Kcst uses k-mer counting (k-mer mapping, really) to perform multi-locus sequence typing (MLST) of bacterial genomes. It does not employ a separate species prediction step, but instead maps the query genome on all MLST alleles of all species at once. It then picks the loci that were best covered, and looks up the sequence type(s) corresponding to the top allele combination(s).

Despite mapping on all loci of all species , kcst is very fast. It typically takes less than a second to type a genome. Clearly, kcst will only type species for which an MLST scheme exists. However nothing prevents you from adding other loci to its database. In fact, kcst is not limited to MLST: the loci could equally well be resistance genes or other genotypic features. Note however that k-mer mapping is optimal for ‘crisp’ matching, and won’t perform as well when the subject sequences allow for many mismatches.

How it works

kcst uses the core functionality of khc. khc, for k-mer hit counter, maps the k-mers from one or more query sequences on any number of subject sequences. It tracks which locations on the subject sequences are hit by (i.e. exactly match) a k-mer from the query, and outputs for each subject sequence its coverage percentage. In the case of MLST the subject sequences are the alleles of the MLST loci. kcst collects the output of khc and uses it look up the best matching MLST profile.

Why it is fast

kcst is fast due to both the nature of the problem, and the choices made in its implementation.

First off, note that k-mer mapping is based on ‘crisp’ matching: two k-mers are either identical or not. We don’t care about degrees of similarity between k-mers. So, for any k-mer from the query, we need only determine where on the subjects that exact k-mer occurs. This is a lookup problem, not a matching problem, and can therefore theoretically be done in constant time. That is, once an index has been built, computation depends on neither subject size nor k-mer size; it goes up (at most) linearly with query size.

Now, MLST, contrary to most other matching problems in genomics, is all about exact matching. A genome is defined to have a specific ST only if the alleles at its MLST loci are exact matches with the alleles in the MLST profile. This means that we only need to check that every k-mer on the profile is hit by a k-mer from the query - under the proviso that smaller k-mer sizes tend to give more spurious hits. This is precisely what khc does: for each k-mer in the query, it looks up the list of locations in the subjects where the k-mer occurs, and marks each location as ‘hit’.

This does not imply that kcst only calls exact ST matches. It uses the coverage/identity percentages per allele to rank imperfect matches, so that it can make “close to ST …” calls just as any other mapping and scoring algorithm. It just doesn’t expend compute time looking for imperfect matches.

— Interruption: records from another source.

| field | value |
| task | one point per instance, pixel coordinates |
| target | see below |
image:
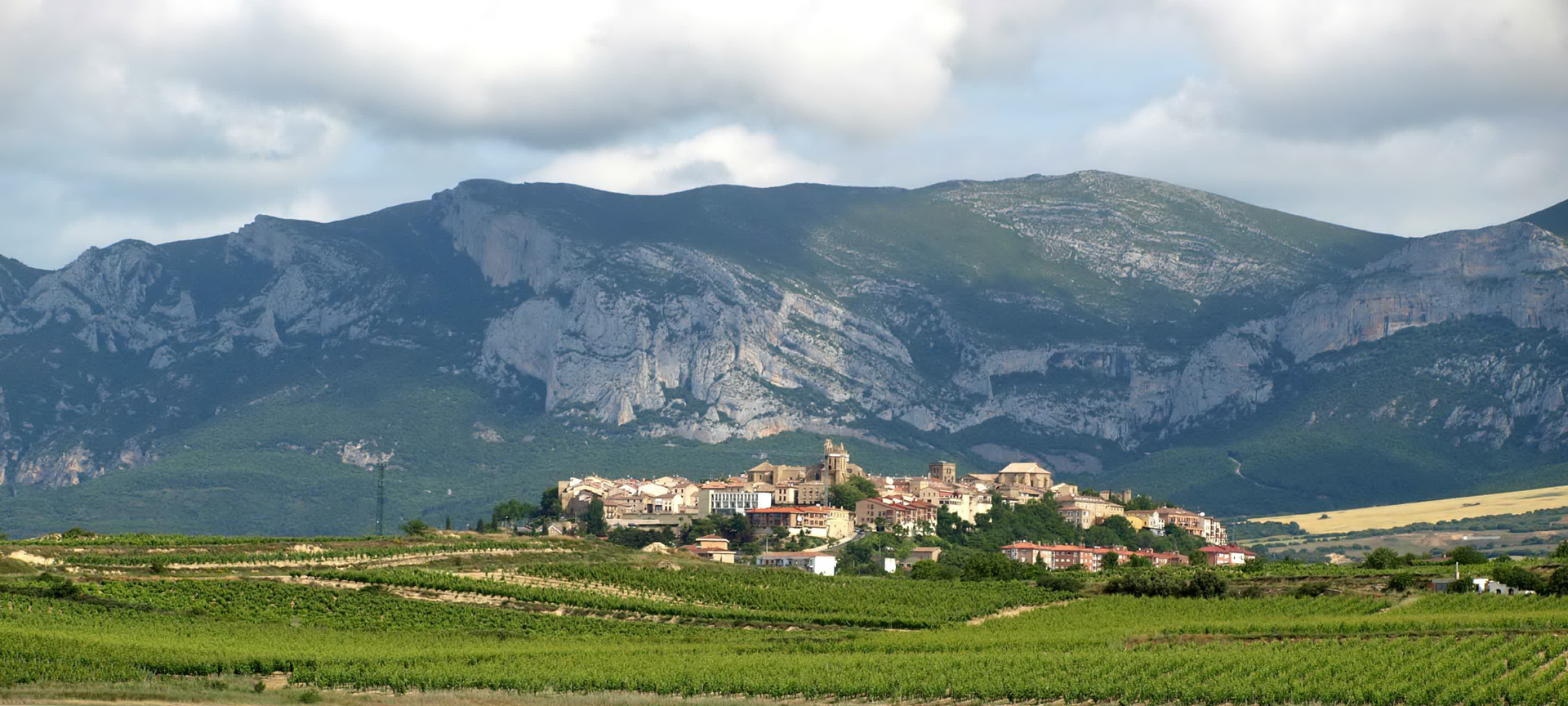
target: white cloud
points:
(720, 156)
(1411, 181)
(1351, 68)
(1409, 117)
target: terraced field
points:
(615, 620)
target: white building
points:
(731, 501)
(816, 562)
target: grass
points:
(122, 637)
(1387, 516)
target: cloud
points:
(1405, 117)
(1351, 68)
(1411, 181)
(720, 156)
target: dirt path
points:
(1015, 612)
(32, 559)
(545, 583)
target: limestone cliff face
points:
(683, 315)
(1512, 272)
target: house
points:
(712, 548)
(944, 471)
(833, 470)
(731, 499)
(1024, 474)
(1148, 520)
(1087, 557)
(828, 523)
(1053, 556)
(1198, 525)
(1087, 510)
(816, 562)
(1227, 554)
(896, 512)
(921, 554)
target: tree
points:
(1206, 584)
(1467, 554)
(1126, 535)
(1101, 535)
(927, 570)
(1557, 586)
(593, 520)
(513, 512)
(1142, 503)
(1383, 559)
(416, 528)
(1062, 581)
(1183, 542)
(1515, 576)
(850, 491)
(549, 504)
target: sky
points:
(176, 119)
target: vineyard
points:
(671, 625)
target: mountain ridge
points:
(1094, 320)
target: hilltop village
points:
(814, 510)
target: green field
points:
(545, 615)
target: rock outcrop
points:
(1121, 310)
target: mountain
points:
(497, 337)
(1551, 218)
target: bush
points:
(1520, 578)
(1062, 581)
(412, 528)
(1312, 588)
(1147, 583)
(995, 567)
(927, 570)
(1383, 559)
(1467, 554)
(1557, 586)
(1206, 584)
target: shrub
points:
(1062, 581)
(1206, 584)
(1312, 588)
(1520, 578)
(412, 528)
(1467, 554)
(1147, 583)
(1383, 559)
(927, 570)
(1557, 586)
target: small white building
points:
(731, 501)
(816, 562)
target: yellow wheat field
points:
(1383, 516)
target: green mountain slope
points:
(497, 337)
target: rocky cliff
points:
(1087, 317)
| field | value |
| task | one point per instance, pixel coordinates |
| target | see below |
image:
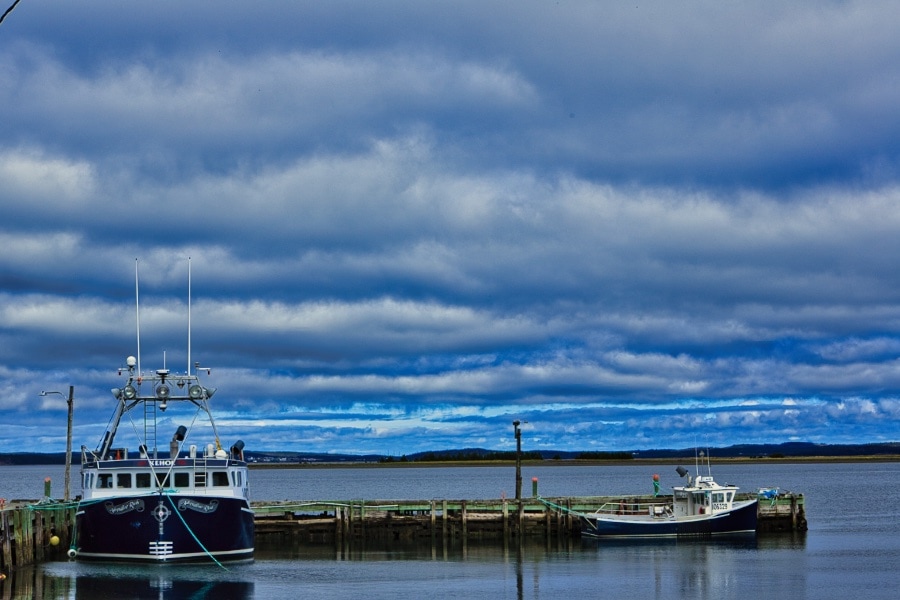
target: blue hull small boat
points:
(700, 509)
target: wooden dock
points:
(505, 520)
(28, 532)
(31, 533)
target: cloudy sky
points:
(632, 225)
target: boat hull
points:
(740, 519)
(164, 528)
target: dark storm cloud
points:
(411, 223)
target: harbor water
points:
(852, 547)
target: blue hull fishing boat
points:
(700, 509)
(185, 503)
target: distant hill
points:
(786, 450)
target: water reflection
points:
(82, 581)
(400, 570)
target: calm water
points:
(851, 549)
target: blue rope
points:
(196, 539)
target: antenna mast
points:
(189, 316)
(137, 309)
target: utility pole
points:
(518, 433)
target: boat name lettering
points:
(125, 507)
(187, 503)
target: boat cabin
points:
(703, 497)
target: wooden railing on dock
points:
(503, 519)
(27, 531)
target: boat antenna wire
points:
(9, 10)
(191, 531)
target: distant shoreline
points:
(575, 462)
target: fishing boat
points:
(142, 502)
(701, 508)
(189, 503)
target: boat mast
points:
(137, 309)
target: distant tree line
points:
(462, 456)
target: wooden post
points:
(6, 534)
(465, 527)
(432, 520)
(521, 525)
(39, 537)
(548, 525)
(793, 512)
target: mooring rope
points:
(189, 530)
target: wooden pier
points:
(504, 520)
(33, 533)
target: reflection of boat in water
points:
(701, 508)
(189, 504)
(160, 587)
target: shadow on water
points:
(384, 567)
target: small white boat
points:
(701, 508)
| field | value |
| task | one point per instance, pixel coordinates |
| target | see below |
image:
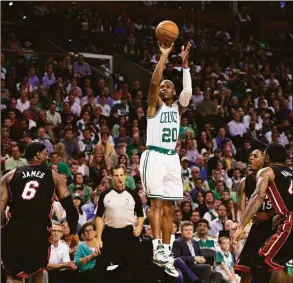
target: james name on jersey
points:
(169, 117)
(30, 174)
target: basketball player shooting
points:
(160, 165)
(276, 182)
(28, 191)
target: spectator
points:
(189, 251)
(225, 261)
(59, 257)
(81, 67)
(71, 241)
(85, 255)
(78, 187)
(212, 214)
(77, 200)
(53, 116)
(217, 224)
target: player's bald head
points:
(167, 82)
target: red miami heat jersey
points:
(280, 192)
(31, 191)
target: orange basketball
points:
(167, 32)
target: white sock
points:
(167, 249)
(156, 243)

On the implementation side, khc approaches the theoretic optimum of having O(1) lookup time per kmer, and hence O(n) run time, n being query size1. It does this at the expense of memory consumption, which goes up O(4^k) with k-mer size, as khc uses a lookup table indexed by integer-encoded k-mers.2 When k-size would cause excession of the configurable memory consumption limit (default: all physical memory minus 2GB), khc switches to an O(n⋅k) run time implementation (using a red-black tree). K-mers are always encoded as integers (reversibly, no hashing), which means that the maximum k-mer size is 31 for current-day CPUs.

Where to get it

The code for kcst is hosted on GitHub. When you use it in your research, kindly cite https://io.zwets.it/kcst.

Footnotes
  1. The analysis assumes that the subjects fill a relatively small fraction of k-mer space, and that most of their k-mers are specific (do not occur “all over the place”), so that most k-mers from the query do not hit a subject, and the subject size has negligible effect. For k-mers that do hit subjects, lookup time of each subject location (to ‘tally’ the hit) is O(1), so computation is still roughly bound by O(m), where m is subject size. 

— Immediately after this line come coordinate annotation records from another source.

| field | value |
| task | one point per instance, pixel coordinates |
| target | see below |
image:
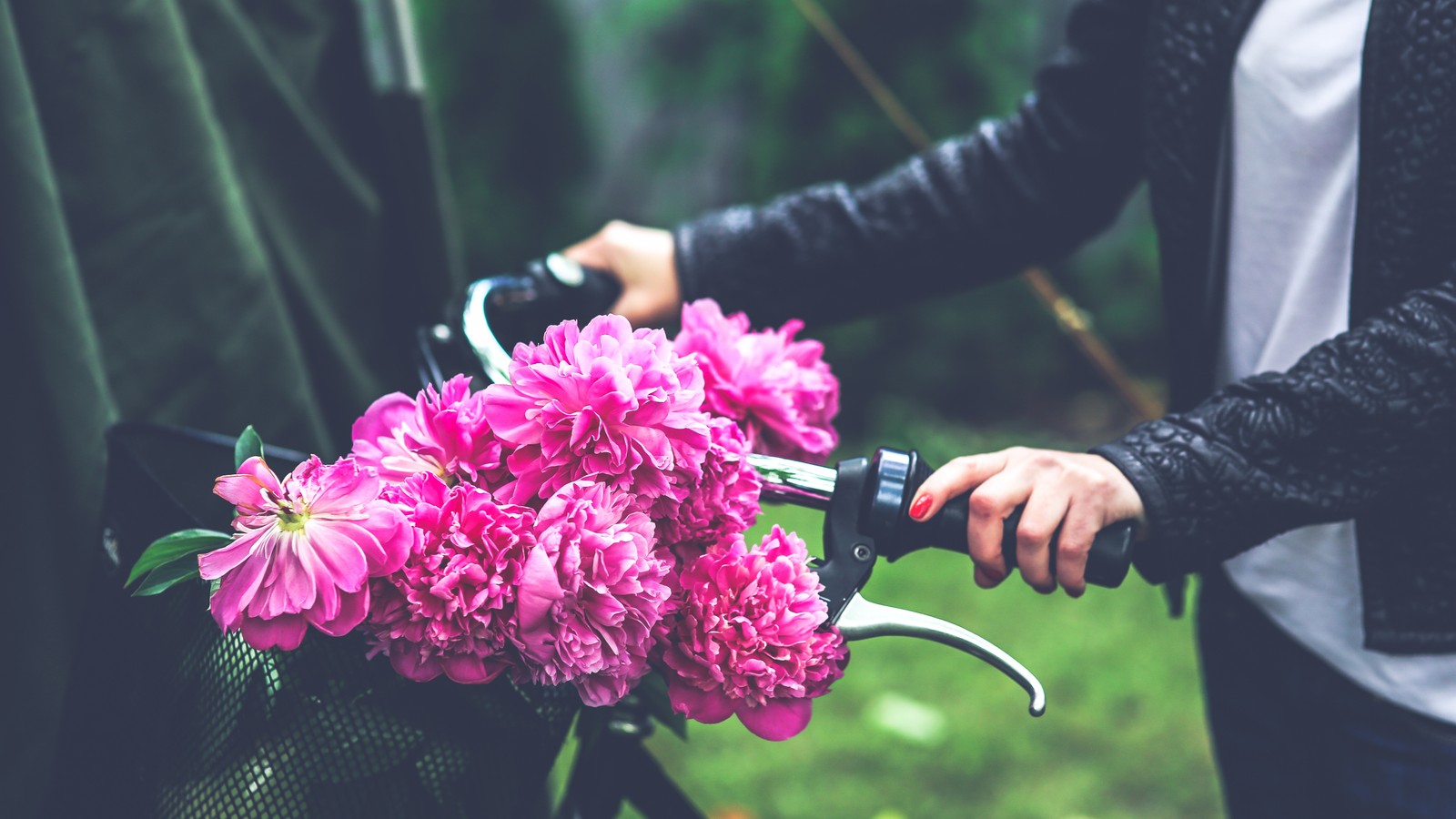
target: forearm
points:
(1360, 416)
(1023, 189)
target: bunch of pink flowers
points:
(582, 523)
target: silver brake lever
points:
(863, 620)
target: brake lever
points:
(866, 516)
(861, 620)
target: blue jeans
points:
(1295, 738)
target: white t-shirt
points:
(1296, 116)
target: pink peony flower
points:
(303, 552)
(601, 401)
(778, 388)
(594, 593)
(450, 608)
(436, 431)
(747, 639)
(721, 504)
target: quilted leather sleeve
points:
(1361, 419)
(1021, 189)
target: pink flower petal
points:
(539, 591)
(353, 608)
(284, 632)
(698, 704)
(410, 665)
(470, 669)
(776, 719)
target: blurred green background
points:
(562, 114)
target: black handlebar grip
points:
(550, 290)
(1108, 559)
(895, 479)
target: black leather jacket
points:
(1361, 428)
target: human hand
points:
(1069, 496)
(642, 258)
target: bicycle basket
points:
(169, 717)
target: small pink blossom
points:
(778, 388)
(747, 639)
(436, 431)
(594, 593)
(721, 504)
(450, 608)
(601, 401)
(303, 551)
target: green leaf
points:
(177, 545)
(167, 576)
(652, 690)
(248, 446)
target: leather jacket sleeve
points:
(1023, 189)
(1360, 419)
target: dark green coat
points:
(191, 232)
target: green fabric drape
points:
(193, 230)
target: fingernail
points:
(921, 506)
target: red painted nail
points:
(921, 506)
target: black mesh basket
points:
(169, 717)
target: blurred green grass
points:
(917, 729)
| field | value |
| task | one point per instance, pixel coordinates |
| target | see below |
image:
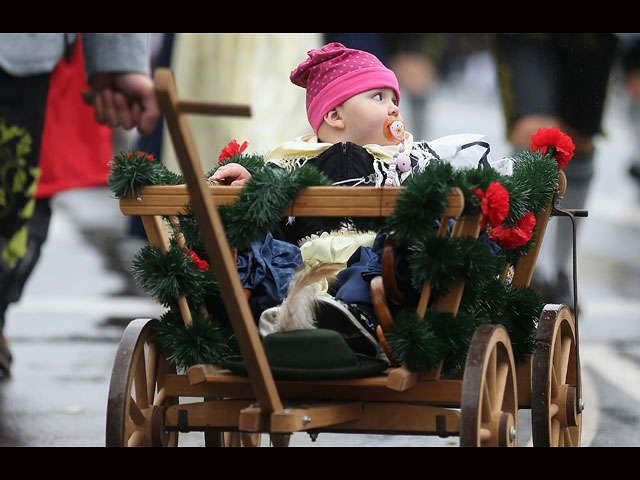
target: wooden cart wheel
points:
(489, 404)
(556, 413)
(136, 404)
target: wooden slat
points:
(225, 384)
(313, 202)
(199, 107)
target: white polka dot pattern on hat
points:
(329, 63)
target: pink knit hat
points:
(335, 73)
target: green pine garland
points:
(441, 261)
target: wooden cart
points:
(479, 404)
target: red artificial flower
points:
(230, 150)
(494, 204)
(562, 146)
(510, 238)
(201, 265)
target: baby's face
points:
(365, 114)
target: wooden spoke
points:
(137, 391)
(555, 414)
(489, 407)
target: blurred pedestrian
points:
(557, 80)
(117, 70)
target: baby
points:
(352, 100)
(359, 138)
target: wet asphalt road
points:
(65, 331)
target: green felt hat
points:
(317, 354)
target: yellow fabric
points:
(295, 153)
(332, 247)
(243, 68)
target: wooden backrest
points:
(215, 240)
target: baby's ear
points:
(334, 119)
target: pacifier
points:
(393, 129)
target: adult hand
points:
(125, 100)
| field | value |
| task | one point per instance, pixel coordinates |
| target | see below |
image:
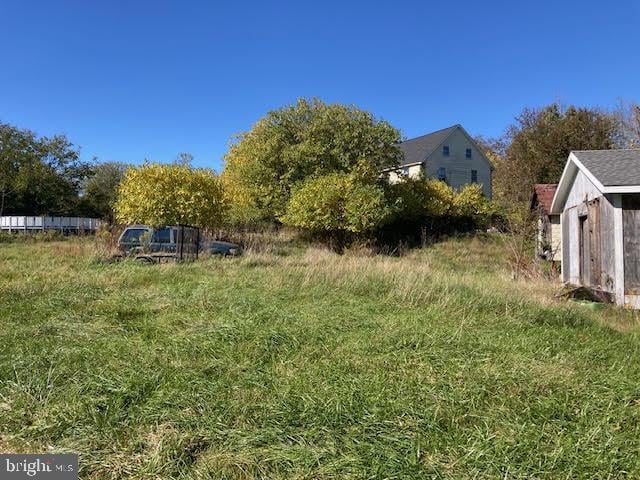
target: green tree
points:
(298, 142)
(337, 203)
(157, 195)
(38, 175)
(537, 146)
(100, 191)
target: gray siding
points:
(458, 167)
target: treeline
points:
(311, 165)
(535, 148)
(45, 176)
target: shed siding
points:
(581, 191)
(556, 236)
(585, 199)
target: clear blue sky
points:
(127, 80)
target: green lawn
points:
(299, 363)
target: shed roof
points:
(543, 195)
(612, 167)
(611, 171)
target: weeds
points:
(293, 362)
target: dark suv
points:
(137, 237)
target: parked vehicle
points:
(139, 238)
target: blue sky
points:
(127, 80)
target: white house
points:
(598, 198)
(449, 154)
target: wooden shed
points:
(548, 238)
(598, 198)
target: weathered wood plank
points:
(631, 239)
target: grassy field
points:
(299, 363)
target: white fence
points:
(62, 224)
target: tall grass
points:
(301, 363)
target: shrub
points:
(296, 143)
(157, 195)
(336, 203)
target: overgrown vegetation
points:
(157, 195)
(295, 362)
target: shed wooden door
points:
(585, 255)
(595, 262)
(631, 242)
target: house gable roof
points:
(543, 196)
(417, 150)
(611, 171)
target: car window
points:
(132, 235)
(161, 236)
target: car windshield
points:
(161, 236)
(132, 235)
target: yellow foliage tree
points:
(157, 195)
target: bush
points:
(426, 207)
(337, 203)
(157, 195)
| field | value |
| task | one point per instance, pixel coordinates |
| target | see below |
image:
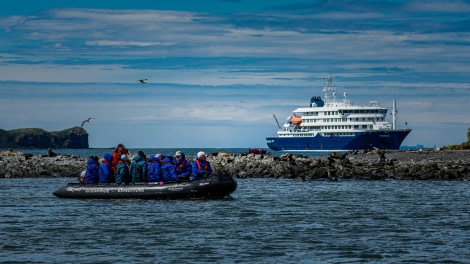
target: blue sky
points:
(218, 70)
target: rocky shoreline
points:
(376, 165)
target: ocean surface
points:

  2. A kmer is encoded as a (2k-1)-bit integer, which means that at k=15, the table has 2^29 entries. An entry (being the list of subject locations where the k-mer occurs) is 24 bytes, meaning that memory consumption (at k=15) is 12G. This could be reduced to 4G at the cost of a little performance (by using an indirection), or even to 2G (at the additional cost of limiting the number of distinct k-mers allowed in the subjects). However, note that every next k-size up (k=17)3 consumes 16 times more memory, making this not worth it given current workstation sizes (16-32G). 

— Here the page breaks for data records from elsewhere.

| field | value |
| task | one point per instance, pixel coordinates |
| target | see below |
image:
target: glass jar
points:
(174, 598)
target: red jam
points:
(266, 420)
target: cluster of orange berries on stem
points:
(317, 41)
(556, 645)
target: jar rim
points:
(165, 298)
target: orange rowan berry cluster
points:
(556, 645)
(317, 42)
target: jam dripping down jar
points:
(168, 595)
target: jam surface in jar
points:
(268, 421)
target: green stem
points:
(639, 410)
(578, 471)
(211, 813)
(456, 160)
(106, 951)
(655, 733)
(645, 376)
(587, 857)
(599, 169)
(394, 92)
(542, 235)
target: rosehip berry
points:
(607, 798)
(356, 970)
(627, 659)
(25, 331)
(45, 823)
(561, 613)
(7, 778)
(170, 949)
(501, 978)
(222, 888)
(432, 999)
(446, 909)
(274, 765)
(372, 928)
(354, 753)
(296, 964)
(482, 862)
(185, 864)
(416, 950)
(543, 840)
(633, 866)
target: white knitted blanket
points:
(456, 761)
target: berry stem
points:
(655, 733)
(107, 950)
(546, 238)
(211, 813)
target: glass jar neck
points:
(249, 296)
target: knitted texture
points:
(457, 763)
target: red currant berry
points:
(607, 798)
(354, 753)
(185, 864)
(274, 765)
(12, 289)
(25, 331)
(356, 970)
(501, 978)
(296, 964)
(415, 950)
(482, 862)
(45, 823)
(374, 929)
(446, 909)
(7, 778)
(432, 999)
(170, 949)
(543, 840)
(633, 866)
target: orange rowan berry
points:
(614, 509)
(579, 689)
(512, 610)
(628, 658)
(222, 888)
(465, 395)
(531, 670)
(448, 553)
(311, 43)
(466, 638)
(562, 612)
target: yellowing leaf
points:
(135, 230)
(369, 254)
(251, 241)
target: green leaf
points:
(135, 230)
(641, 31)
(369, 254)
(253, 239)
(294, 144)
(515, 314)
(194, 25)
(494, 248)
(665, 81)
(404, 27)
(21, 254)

  3. The k-mer size must be odd so that there is an encoding that uniquely represents both the forward and reverse strands of the k-mer. We pick this to be the bit-representation (with a=00, c=01, g=10, t=11) of whichever of the two strands happens to have ‘a’ or ‘c’ as its middle base. This also explains why the integer representation has 2k-1 bits: the centre base requires only a single bit in the encoding.